Looking for a Great Summer Read? Check Out CISS Affiliates’ Latest Books!

This article was written by  Anne Joseph (CAS’25), the Summer Writing Intern Program social science intern.

CISS affiliates have published books as we near the halfway point of 2024 and we are excited to feature a few of those professors and their latest books for your summer reading list!

Ana Villarreal

The Two Faces of Fear: Violence and Inequality in the Mexican Metropolis

After more than 10 years of data collection and analysis, Professor Ana Villarreal (CAS/Sociology, & CISS Affiliate) published the long-awaited The Two Faces of Fear in April 2024. This book examines the social functions of fear and violence in the Monterrey, Mexico community amidst a major turf war in the city. Villarreal, herself a native of Monterrey,  highlights to readers that her new book provides “a rare insider ethnography of what the privileged do when they are in peril and how their strategies matter for broader inequalities.” The author conducted two years of qualitative fieldwork during the stages of conflict in the area. She aims to understand “how fear both isolates and regroups people and resources deepening socio-spatial divides.” If you are looking for a summer read that “offers a new approach to the study of emotion and evidence of how fear worsens inequality beyond Mexico and the ‘war on drugs,” then look no further than Professor Villarreal’s new work published by the Oxford University Press.

David M. Carballo

Collective Action and the Reframing of Early Mesoamerica

At the very beginning of 2024, Professor David M. Carballo (CAS/Anthropology, Archaeology, andLatin American Studies, & CISS Affiliate) published the latest work in his academic repertoire, Collective Action and the Reframing of Early Mesoamerica. This book, co-authored with Gary M. Feinman (University of Chicago-Illinois) uses archaeological and historical records centering on prehispanic Mesoamerica to illuminate how collective-action theory explains social dynamics from the past. According to Professor Carballo, this book “provides a corrective to popular notions of most past societies having been organized despotically and instead presents a spectrum of types of systems of governance, resource management regimes, and interactions between social groups and institutions.” To readers particularly fond of a reference to Boston, Carballo highlights that the book “begins and ends in Boston Common as an example of resource dilemmas and collective endeavors only partially fulfilled in our city’s history.” Carballo is currently teaching as a faculty member at the BU Madrid Program and would like to recommend The Ornament of the World: How Muslims, Jews and Christians Created a Culture of Tolerance in Medieval Spain by Maria Rosa Menocal to the CISS community as it offers “a more humanistic take on an issue of interest to social scientists: how religious tolerance and multiculturalism can be fostered and also how it can unravel.”

Robert W. Hefner

Islam and Citizenship in Indonesia: Democracy and the Quest for an Inclusive Public Ethics

Published in December of 2023, Professor Robert W. Hefner’s new book Islam and Citizenship in Indonesia: Democracy and the Quest for an Inclusive Public Ethics draws on thirty five years of research on the phenomenon of an effective and sustainable democratic system in Indonesia.

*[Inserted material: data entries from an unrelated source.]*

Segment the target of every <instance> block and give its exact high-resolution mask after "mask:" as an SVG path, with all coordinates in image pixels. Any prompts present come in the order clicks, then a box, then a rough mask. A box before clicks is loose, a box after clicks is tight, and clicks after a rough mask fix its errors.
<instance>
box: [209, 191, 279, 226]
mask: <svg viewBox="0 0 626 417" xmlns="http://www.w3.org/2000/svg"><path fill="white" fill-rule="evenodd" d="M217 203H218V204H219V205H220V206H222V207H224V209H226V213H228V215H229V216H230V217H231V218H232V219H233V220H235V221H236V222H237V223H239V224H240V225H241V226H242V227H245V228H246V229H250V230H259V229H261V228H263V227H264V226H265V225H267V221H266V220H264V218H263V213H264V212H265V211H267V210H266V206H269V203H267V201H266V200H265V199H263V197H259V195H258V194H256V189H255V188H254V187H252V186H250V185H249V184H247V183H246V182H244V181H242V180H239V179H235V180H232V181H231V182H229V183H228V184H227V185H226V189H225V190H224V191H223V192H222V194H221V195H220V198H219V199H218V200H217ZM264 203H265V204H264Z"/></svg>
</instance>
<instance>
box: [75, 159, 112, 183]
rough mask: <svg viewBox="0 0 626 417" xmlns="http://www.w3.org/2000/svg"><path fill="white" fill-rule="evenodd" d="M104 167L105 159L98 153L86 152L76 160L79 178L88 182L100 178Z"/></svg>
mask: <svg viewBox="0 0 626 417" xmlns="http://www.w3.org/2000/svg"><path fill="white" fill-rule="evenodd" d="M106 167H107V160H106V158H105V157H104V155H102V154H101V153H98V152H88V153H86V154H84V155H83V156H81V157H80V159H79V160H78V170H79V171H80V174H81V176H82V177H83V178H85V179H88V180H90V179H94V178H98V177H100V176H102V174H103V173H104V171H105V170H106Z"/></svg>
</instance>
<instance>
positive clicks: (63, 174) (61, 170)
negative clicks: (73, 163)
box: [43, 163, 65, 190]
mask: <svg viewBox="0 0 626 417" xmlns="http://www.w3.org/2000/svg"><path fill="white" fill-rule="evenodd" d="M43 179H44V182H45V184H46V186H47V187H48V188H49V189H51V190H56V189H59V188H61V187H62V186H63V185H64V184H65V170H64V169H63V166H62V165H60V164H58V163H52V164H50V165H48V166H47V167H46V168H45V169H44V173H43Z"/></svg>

As the highest populated Muslim-majority country, “Indonesia’s vast Muslim mass organizations were actually critical to the country’s democratic achievement” in contrast to broader assumptions supporting the opposite perspective, according to CISS affiliate and CAS/Anthropology professor,Hefner. Hefner hopes that readers “appreciate that the history of democracy and citizenship in Indonesia offers insights into the question of how people of diverse ethnic and religious traditions can live together in equality and dignity, not just in Indonesia, but in all countries of the world.”

Check out any of these books and the authors’ recommendations this summer and look out for more publications throughout 2024!